This dataset has 542 number of observations and 13 number of variables. The name, type and description of each variable in tx_injuries.csv can be found in the data dictionary below.

variable class description
injury_report_rec double Unique Record ID
name_of_operation character Company name
city character City
st character State (all TX)
injury_date character Injury date - note there are some different formats
ride_name character Ride Name
serial_no character Serial number of ride
gender character Gender of the injured individual
age character Age of the injured individual
body_part character Body part injured
alleged_injury character Alleged injury - type of injury
cause_of_injury character Approximate cause of the injury (free text)
other character Anecdotal information in addition to cause of injury

From the data quality check in Fig 2.1, we find the dataset has high percentage of missing values in variable other and serial_no. However, it has minor effect on our analysis. Thus, they can be removed from the dataset. Besides, there are potential issues with the data types of variable age and injury_date, which can be solved by converting them into integer and date respectively.

A visualization of data quality check on Injury records in Texas amusement parks. The data plot is an "at-a-glance" plot generated using the `visdat` package. The y axis represent each observation, and the x axis represent each variable. In this dataset, most of the variables are provided in "character" with few missing values. Serious data quality issues can be observed in variable `serial_no` and `other`, but they are irrelevant to this analysis.

Figure 2.1: A visualization of data quality check on Injury records in Texas amusement parks. The data plot is an “at-a-glance” plot generated using the visdat package. The y axis represent each observation, and the x axis represent each variable. In this dataset, most of the variables are provided in “character” with few missing values. Serious data quality issues can be observed in variable serial_no and other, but they are irrelevant to this analysis.

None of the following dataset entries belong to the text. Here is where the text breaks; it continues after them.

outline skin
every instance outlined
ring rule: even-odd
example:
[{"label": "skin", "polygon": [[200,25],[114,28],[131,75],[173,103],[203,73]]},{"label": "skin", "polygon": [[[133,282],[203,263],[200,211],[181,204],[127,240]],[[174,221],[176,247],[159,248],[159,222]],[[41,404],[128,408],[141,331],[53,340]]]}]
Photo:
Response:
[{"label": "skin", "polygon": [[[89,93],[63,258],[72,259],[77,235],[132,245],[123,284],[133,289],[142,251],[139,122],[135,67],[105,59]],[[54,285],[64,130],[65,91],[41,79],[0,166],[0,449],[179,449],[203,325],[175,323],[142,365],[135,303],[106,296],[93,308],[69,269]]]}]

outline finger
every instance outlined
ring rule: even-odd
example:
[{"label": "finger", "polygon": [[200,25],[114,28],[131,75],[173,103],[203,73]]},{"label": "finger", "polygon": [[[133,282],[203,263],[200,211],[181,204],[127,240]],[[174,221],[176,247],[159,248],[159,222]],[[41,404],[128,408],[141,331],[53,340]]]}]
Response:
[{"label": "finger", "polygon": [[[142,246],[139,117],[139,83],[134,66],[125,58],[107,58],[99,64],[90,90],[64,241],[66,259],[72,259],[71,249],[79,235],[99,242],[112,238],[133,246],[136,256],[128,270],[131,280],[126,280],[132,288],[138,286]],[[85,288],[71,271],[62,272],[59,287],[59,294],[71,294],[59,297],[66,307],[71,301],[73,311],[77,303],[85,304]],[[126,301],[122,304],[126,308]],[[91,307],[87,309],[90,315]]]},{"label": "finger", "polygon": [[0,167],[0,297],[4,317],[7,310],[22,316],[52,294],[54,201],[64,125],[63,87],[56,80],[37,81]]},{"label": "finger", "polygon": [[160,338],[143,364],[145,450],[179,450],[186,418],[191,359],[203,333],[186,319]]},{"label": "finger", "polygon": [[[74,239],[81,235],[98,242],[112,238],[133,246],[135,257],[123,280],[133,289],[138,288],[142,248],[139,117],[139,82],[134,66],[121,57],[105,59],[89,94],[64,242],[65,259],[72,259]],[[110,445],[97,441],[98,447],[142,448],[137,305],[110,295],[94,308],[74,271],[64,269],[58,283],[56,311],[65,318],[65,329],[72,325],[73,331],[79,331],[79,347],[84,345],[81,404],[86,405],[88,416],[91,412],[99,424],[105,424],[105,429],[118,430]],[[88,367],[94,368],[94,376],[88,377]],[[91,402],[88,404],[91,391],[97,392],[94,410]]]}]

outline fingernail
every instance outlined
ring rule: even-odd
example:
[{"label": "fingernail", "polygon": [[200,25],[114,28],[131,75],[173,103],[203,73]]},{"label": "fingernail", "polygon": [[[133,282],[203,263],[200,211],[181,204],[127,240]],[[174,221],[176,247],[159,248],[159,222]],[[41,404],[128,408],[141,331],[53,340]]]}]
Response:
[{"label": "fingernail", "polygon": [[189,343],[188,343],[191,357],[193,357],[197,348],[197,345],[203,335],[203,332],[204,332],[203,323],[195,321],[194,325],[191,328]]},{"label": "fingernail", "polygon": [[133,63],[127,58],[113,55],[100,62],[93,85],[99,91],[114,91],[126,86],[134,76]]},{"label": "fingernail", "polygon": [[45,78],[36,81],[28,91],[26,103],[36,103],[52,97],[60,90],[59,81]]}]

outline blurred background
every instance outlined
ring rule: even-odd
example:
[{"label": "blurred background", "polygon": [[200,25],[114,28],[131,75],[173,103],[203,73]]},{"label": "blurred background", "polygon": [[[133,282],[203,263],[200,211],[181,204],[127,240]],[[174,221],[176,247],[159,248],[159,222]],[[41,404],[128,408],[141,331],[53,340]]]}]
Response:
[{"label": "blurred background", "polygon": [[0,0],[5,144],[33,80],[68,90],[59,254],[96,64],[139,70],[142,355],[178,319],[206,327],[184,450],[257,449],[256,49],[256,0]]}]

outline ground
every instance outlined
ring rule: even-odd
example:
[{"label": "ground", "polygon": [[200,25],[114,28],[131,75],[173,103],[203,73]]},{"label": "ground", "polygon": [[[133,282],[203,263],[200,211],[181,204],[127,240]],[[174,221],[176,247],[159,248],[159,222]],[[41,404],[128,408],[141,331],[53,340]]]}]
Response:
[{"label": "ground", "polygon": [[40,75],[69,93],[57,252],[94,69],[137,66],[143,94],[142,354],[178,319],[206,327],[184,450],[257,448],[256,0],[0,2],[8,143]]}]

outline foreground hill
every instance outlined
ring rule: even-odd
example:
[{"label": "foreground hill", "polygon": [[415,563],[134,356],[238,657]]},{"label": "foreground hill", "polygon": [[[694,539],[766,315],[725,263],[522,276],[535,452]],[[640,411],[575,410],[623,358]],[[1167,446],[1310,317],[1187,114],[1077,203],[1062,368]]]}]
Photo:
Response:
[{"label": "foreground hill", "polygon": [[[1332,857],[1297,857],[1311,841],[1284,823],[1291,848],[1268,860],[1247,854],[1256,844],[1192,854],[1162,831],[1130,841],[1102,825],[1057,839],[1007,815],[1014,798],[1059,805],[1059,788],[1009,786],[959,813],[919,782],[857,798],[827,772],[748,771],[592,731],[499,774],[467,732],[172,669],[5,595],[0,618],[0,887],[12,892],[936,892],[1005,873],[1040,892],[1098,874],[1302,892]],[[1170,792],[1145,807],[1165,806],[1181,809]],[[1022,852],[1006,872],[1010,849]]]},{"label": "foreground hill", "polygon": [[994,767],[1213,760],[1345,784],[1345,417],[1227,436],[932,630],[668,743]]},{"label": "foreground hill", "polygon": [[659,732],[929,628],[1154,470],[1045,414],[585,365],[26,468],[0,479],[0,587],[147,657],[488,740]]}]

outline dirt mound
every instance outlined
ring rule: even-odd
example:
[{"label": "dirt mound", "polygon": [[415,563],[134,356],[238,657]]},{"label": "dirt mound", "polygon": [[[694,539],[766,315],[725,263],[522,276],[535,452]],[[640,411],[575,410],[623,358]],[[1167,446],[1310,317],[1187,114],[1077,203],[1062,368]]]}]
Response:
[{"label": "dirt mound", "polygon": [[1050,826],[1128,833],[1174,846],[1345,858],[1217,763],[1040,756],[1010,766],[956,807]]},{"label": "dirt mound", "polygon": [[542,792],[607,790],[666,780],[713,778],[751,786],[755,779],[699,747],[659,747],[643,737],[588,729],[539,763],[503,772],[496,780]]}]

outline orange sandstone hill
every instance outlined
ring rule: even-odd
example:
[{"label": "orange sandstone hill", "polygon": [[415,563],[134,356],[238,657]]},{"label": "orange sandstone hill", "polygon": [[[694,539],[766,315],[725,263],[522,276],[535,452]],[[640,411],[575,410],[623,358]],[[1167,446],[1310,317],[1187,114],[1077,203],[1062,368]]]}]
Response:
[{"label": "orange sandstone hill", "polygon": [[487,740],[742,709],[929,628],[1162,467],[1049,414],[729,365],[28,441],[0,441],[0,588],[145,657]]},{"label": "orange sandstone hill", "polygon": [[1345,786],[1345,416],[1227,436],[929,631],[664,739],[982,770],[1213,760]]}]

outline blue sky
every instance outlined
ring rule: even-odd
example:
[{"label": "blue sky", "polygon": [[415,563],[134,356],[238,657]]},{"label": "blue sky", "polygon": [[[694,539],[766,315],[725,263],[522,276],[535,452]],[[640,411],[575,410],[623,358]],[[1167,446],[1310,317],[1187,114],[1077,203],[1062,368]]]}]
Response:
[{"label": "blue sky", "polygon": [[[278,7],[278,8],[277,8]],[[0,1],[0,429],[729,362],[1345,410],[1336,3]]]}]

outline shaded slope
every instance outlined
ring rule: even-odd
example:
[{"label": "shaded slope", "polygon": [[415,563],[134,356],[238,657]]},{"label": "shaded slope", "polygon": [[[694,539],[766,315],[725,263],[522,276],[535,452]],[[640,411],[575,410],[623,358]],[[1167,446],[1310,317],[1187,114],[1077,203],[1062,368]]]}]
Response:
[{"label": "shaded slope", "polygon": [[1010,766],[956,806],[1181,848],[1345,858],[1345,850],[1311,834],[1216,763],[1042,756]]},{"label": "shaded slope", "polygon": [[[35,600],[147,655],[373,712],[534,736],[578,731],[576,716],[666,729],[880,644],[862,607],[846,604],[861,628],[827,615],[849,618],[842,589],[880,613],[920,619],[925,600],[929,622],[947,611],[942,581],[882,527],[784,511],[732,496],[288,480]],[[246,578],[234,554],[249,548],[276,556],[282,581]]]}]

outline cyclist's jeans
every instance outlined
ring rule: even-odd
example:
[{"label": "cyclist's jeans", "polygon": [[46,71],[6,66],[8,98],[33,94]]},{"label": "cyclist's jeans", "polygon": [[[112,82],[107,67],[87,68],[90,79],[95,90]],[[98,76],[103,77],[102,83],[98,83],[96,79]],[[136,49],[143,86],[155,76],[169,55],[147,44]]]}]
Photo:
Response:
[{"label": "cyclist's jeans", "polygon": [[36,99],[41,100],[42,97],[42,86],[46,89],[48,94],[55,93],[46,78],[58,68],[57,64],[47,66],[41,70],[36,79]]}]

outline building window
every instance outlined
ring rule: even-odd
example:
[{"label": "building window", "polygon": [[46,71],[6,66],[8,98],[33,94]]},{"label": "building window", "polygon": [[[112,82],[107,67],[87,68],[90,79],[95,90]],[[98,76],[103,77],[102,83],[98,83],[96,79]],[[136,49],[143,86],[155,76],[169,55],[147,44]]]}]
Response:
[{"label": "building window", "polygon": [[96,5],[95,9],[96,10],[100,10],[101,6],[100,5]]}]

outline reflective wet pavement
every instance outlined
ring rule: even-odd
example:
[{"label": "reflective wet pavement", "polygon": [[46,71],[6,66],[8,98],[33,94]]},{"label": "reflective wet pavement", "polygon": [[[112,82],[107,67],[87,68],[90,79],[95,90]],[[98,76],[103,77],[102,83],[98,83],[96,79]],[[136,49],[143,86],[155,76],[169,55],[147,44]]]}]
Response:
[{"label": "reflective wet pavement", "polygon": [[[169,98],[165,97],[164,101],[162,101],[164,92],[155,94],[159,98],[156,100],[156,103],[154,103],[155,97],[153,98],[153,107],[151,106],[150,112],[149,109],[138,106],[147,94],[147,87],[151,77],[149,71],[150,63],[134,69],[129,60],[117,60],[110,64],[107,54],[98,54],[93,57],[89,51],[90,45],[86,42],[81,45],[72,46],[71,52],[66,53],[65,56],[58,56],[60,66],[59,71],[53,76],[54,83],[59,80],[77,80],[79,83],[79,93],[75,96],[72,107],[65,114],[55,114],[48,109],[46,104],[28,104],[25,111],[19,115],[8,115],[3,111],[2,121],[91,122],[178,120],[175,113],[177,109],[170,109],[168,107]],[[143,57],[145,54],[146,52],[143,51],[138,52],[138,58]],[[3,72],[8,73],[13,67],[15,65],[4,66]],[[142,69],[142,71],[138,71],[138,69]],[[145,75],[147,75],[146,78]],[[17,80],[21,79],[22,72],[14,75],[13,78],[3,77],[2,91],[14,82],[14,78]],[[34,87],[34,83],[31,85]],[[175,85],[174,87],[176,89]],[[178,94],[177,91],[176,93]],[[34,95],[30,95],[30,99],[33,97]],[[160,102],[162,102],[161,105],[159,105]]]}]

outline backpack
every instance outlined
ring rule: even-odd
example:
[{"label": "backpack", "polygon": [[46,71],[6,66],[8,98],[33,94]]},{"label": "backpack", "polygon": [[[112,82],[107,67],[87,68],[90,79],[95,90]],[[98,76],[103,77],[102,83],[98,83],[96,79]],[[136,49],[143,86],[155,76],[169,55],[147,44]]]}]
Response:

2.2 Accidents records (safer_parks.csv)

The accidents records in the Saferparks dataset, on the other hand, originated from the U.S. State and Federal safety agencies regulating amusement rides (Saferparks, 2020). Saferparks achieved this by submitting public records requests to those agencies (both federal and states agencies). In some cases, additional requests were submitted to specific agencies to achieve particular goals (Saferparks, 2020). As a result, Saferparks needs to harmonize these datasets into their database.

It has 8351 observations and 23 variables. The name, type and description of each variable in safer_parks.csv can be found in the data dictionary below.

variable class description
acc_id double Unique ID
acc_date character Accident Date
acc_state character Accident State
acc_city character Accident City
fix_port character .
source character Source of injury report
bus_type character Business type
industry_sector character Industry sector
device_category character Device category
device_type character Device type
tradename_or_generic character Common name of the device
manufacturer character Manufacturer of device
num_injured double Num injured
age_youngest double Youngest individual injured
gender character Gender of individual injured
acc_desc character Description of accident
injury_desc character Injury description
report character Report URL
category character Category of accident
mechanical double Mechanical failure (binary NA/1)
op_error double Operator error (binary NA/1)
employee double Employee error (binary NA/1)
notes character Additional notes

The data quality check in Fig 2.2 shows 4 variables have too many missing values to be analysed, therefore, we ought to ignore them. acc_date should be converted to date variable. Although manufacturer has many missing values as well, we decided to keep it because it may be insightful.

A data quality check on the Saferparks accidents dataset. The y axis represent each observation, and the x axis represent each variable. The data plot is an "at-a-glance" plot. This dataset has serious missing value issues in variable `manufacturer`, `report`, `notes`, `mechanical`, `op_error` and `employee`.

Figure 2.2: A data quality check on the Saferparks accidents dataset. The y axis represent each observation, and the x axis represent each variable. The data plot is an “at-a-glance” plot. This dataset has serious missing value issues in variable manufacturer, report, notes, mechanical, op_error and employee.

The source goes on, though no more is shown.